When my gut was in open revolt in my UWS apartment at 2 am over a bowl of cereal, it wasn’t just a digestion problem…it was my nervous system…it was my gut telling my brain, loudly, urgently, that something was very wrong. We aren’t safe, we cannot digest this right now.
And serotonin…it’s important, too…it’s the messaging about our mood, if we are feeling okay or if we are totally out of balance when we’re depressed. About 90% of the serotonin in our bodies is produced in our guts (not our brains). When chronic stress effs up our digestive systems, our bodies will literally route blood and energy away from digestion and toward survival. In survival mode, our stomach suffers, our mood suffers, our ability to feel regulated and balanced…our capacity to not completely fall apart over something so very small.
I lost 33 pounds and thought it was just a stress response…but underneath, my serotonin supply chain was completely shutting down.
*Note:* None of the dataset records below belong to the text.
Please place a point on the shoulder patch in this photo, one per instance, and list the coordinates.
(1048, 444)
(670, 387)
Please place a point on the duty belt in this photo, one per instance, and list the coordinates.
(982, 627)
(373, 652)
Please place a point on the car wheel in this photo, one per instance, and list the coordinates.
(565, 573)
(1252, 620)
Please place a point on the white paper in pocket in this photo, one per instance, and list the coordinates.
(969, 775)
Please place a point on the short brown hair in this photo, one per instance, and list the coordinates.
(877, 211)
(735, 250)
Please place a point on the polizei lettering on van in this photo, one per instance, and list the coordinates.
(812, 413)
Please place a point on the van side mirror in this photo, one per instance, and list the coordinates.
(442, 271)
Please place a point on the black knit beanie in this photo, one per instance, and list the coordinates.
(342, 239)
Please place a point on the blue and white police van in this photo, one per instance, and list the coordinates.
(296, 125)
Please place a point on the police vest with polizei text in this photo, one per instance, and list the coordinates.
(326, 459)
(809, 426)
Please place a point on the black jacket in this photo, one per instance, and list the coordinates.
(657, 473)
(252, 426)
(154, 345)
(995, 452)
My body was losing the very thing it needed to tell itself that things were okay…that I was safe…that it could rest.
The kimchi knew...the kefir knew…the sourdough especially…stubborn and fermented and alive, it also knew, too.
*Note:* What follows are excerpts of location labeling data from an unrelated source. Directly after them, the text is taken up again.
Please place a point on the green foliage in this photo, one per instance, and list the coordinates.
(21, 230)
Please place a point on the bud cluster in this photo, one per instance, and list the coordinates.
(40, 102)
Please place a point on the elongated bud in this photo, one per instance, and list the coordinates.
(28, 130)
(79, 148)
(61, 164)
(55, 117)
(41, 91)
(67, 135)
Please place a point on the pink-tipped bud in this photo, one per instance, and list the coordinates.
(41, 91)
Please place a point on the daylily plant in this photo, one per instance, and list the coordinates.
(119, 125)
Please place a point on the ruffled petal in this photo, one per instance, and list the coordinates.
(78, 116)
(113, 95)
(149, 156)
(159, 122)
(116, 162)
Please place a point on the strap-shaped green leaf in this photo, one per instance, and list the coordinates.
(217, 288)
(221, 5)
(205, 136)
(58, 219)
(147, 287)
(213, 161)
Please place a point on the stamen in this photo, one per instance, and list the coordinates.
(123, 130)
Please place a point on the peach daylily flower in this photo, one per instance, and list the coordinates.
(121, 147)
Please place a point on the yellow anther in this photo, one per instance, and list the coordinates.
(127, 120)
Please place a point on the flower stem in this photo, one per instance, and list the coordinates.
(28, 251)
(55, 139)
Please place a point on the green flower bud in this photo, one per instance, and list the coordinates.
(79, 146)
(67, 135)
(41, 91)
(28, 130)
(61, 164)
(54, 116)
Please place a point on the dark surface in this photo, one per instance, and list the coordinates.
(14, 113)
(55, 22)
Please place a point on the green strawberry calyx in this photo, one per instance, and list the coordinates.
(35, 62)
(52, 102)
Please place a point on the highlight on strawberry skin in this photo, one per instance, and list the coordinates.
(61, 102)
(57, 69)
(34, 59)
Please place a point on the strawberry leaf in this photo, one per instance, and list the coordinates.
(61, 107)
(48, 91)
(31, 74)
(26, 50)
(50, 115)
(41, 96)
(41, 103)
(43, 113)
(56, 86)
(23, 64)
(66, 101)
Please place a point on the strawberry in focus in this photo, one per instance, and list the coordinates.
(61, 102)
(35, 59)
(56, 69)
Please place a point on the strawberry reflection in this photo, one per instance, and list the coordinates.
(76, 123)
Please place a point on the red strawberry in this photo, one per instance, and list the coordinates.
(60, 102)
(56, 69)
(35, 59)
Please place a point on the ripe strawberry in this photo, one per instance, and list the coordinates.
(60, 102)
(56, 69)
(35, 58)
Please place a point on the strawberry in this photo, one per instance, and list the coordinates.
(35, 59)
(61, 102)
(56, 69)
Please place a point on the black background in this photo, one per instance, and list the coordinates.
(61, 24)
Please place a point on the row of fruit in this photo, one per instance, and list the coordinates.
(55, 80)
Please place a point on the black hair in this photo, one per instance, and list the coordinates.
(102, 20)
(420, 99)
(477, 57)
What they were doing, what I was doing by eating them, intuitively, the way a chef reaches for what feels right…whether I totally understood the science or not in that moment…I was building a wall of psychobiotics. I think that word sounds so badass…it’s like an army of bacteria and fermentations that have the power to directly change your brain chemistry. A study out of Stanford Medicine showed that a diet high in fermented foods dramatically increases microbiome diversity and actively reduces the inflammatory proteins in the brain that typically drive anxiety and racing thoughts.
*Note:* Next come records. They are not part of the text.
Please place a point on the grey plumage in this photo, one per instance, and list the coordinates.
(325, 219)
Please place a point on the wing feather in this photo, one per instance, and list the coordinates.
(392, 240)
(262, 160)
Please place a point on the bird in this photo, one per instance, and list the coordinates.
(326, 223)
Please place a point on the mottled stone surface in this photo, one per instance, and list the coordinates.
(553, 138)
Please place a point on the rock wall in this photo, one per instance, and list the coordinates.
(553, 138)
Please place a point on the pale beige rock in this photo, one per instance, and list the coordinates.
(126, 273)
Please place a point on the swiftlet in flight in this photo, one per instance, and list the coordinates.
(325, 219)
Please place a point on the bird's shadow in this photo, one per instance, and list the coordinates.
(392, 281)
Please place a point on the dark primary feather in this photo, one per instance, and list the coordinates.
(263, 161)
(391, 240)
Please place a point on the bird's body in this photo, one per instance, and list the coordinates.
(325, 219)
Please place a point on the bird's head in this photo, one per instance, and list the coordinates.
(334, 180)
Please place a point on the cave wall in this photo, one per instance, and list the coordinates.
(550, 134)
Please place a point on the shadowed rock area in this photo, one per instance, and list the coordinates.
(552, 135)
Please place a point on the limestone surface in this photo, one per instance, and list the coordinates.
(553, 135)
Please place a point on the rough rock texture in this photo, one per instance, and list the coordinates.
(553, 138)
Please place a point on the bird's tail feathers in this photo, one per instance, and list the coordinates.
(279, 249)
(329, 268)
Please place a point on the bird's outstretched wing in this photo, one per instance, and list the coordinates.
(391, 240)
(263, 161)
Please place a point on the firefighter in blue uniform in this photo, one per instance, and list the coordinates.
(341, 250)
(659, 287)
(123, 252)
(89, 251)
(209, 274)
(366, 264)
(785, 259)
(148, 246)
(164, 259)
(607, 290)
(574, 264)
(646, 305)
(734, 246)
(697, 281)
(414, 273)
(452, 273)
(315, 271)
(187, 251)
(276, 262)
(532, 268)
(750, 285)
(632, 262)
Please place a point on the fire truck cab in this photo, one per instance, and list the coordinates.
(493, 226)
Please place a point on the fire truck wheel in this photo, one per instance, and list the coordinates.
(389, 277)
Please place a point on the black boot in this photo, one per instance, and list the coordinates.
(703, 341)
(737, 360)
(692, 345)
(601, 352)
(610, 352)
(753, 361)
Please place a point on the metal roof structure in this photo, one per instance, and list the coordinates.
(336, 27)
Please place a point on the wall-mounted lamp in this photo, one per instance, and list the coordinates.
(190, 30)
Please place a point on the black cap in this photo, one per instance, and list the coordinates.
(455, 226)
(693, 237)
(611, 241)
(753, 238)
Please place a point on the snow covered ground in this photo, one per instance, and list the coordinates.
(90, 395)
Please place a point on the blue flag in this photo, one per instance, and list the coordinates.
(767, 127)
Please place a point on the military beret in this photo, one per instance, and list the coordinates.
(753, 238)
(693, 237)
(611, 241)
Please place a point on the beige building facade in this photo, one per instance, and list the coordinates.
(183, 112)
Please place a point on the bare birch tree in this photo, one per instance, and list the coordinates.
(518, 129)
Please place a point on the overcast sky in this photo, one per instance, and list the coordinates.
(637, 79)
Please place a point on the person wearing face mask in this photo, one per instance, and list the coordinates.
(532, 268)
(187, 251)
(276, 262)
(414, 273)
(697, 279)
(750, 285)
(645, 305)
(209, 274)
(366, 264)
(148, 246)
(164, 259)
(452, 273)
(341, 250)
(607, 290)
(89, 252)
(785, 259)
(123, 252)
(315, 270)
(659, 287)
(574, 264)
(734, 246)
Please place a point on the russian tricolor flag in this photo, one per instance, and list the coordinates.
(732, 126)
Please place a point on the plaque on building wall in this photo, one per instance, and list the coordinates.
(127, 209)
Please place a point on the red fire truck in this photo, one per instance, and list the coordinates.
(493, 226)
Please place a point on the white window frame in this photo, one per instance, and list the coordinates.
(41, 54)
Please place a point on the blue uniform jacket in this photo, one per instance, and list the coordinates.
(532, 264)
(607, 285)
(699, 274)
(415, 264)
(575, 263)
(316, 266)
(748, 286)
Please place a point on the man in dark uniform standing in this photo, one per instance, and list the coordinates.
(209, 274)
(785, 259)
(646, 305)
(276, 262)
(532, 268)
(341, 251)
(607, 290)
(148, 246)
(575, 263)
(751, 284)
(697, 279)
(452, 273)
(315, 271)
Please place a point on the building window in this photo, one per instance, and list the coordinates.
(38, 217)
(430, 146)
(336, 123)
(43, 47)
When your microbiome is fed and functional, your nervous system has backup. When it’s depleted, by chronic stress, by not eating, by cereal at 2 am as the sole nutritional provider, everything suffers.
No one truly knew that any of this was happening to me during the divorce. I was hundreds of miles away from my family, my safety net, and my best friends in the city, who were dealing with their own chaos. Sure, they noticed the weight loss, but like me, they thought it was just stress…or, also like me, probably thought I looked better in my slimmer state. Nobody said: hey, by the way, the stress you’re under is actively dismantling your dang nervous system. That nervous system is the one responsible for your mood, your digestion, and your ability to feel safe in your own body. I clawed my way back to stable…I believe because of the things I had learned while becoming a chef…that, and…I trusted my hands when my brain had given up.
I’m back, and sure, my weight still fluctuates…the difference now is that I know…I know to listen to my gut. I go back to what I learned during this time…I know now that stress, age, movement, and exercise all matter so much, and now…I know, too, that so do the things that can bring our gut back to stability…fermented food, protein, fiber…oh, the fiber is SO good. Food is fuel, and these things are JUST as important as the movement we give our bodies…more so, even.
Next week…in my meal prep and in my own home, I’ve been looking more into how hormonal cycles change what your gut needs every single week of the month…the infradian nourishment schedule and why eating the same way on day 4 and on day 24 is working against everything your body is trying to do. Let’s call it the 28-Day Kitchen…and let’s figure it out together, next Sunday.
For now, try to add one fermented thing to your week. Something alive…tangy…real. A spoonful of miso dissolved in hot water…a spoon of kimchi alongside eggs, rice, chicken, whatever…a small glass of kefir. Your gut might be trying to tell you something, and I think it’s worth it to start listening.